The silence returned, hardened. I felt Charlie nudge me with his knee under the table.

“I’m just curious,” I said, as lightly as possible. “I don’t know why. I’m sorry …” My words trailed off.

“Don’t be sorry,” my mother said. “You’re entitled to ask such questions. We probably should have had more discussions like this in the past. But the answer is no. When a helicopter goes down like that, the water is as unforgiving as the ground, and so it shattered on impact.” She closed her eyes, as if seeing it, then opened them again. “They found wreckage, which is how they knew the location of the crash. But they couldn’t find a body. I was told that’s fairly typical for a crash into a large body of water like Lake Erie.”

“Something went wrong with the blades, right?”

“From the wreckage and from his last call, it sounded like the blades flexed in a way they weren’t supposed to and they cut the tail off.”

“Wouldn’t they notice a problem like that before he went up?”

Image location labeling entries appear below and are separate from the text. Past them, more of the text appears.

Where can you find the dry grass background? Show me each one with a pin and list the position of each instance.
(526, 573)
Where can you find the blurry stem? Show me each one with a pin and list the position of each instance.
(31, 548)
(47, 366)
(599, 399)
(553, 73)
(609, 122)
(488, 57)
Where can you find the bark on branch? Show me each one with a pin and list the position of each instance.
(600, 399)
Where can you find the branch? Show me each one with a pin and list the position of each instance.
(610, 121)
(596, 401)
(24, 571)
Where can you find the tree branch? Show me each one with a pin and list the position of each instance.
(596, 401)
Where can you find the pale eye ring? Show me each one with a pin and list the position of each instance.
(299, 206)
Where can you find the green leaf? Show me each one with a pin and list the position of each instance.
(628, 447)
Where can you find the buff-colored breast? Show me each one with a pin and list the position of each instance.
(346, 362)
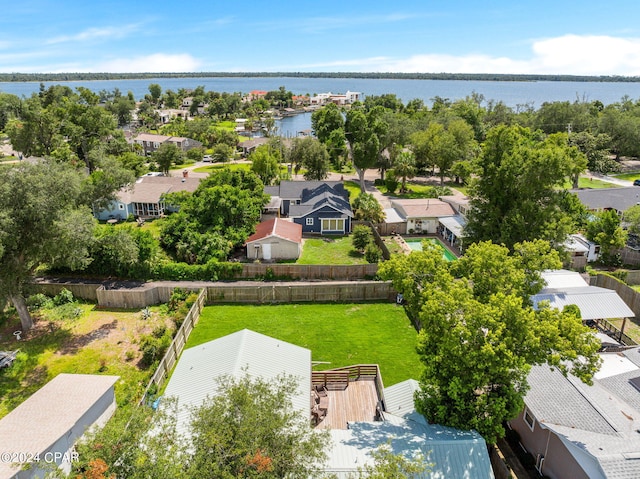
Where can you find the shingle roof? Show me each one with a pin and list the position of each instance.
(50, 414)
(620, 199)
(451, 453)
(323, 195)
(598, 422)
(277, 227)
(149, 189)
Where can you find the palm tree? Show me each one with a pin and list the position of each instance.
(405, 167)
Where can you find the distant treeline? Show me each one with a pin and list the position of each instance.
(58, 77)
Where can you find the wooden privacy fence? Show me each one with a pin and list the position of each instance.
(177, 345)
(296, 292)
(342, 272)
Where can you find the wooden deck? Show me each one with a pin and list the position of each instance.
(355, 402)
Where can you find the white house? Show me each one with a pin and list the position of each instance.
(50, 421)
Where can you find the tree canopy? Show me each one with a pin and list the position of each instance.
(44, 221)
(518, 193)
(479, 334)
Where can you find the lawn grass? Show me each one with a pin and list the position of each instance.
(96, 342)
(593, 183)
(340, 334)
(353, 187)
(330, 250)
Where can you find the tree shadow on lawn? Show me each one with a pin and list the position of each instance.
(74, 343)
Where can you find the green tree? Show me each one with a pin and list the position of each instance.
(511, 201)
(361, 236)
(365, 133)
(167, 155)
(43, 222)
(606, 230)
(479, 335)
(265, 164)
(404, 167)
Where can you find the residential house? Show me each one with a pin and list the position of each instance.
(144, 198)
(423, 215)
(617, 199)
(580, 431)
(319, 206)
(582, 251)
(51, 421)
(349, 402)
(563, 288)
(150, 142)
(275, 239)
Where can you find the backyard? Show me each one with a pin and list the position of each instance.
(330, 250)
(337, 334)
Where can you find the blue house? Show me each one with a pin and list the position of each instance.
(318, 206)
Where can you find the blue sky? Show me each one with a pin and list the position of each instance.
(543, 37)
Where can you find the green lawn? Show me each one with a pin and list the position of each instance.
(415, 190)
(590, 183)
(340, 334)
(220, 166)
(330, 250)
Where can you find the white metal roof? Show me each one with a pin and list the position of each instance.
(450, 452)
(196, 374)
(49, 414)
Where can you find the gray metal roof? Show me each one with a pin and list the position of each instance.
(455, 224)
(195, 376)
(594, 302)
(598, 423)
(620, 199)
(50, 414)
(452, 453)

“He did an inspection with the instructor and didn’t see any problems. The instructor told me later they thought your father had gotten into some kind of problem, something about oscillation. They think he overcorrected and caused the blades to flex.”

“Who was the instructor?”

My mother looked up in the air, as if searching for the answer there, then shook her head. “He was with the local aviation company. R.J. was his first name. I can’t remember his last.” Another shake of her head. “Maybe I don’t want to remember.”

I opened my mouth to ask another question, but I felt my brother staring intently at me. When I looked at him, he shook his head slowly and gave me a look that seemed to say, Enough, Izzy. Enough for now.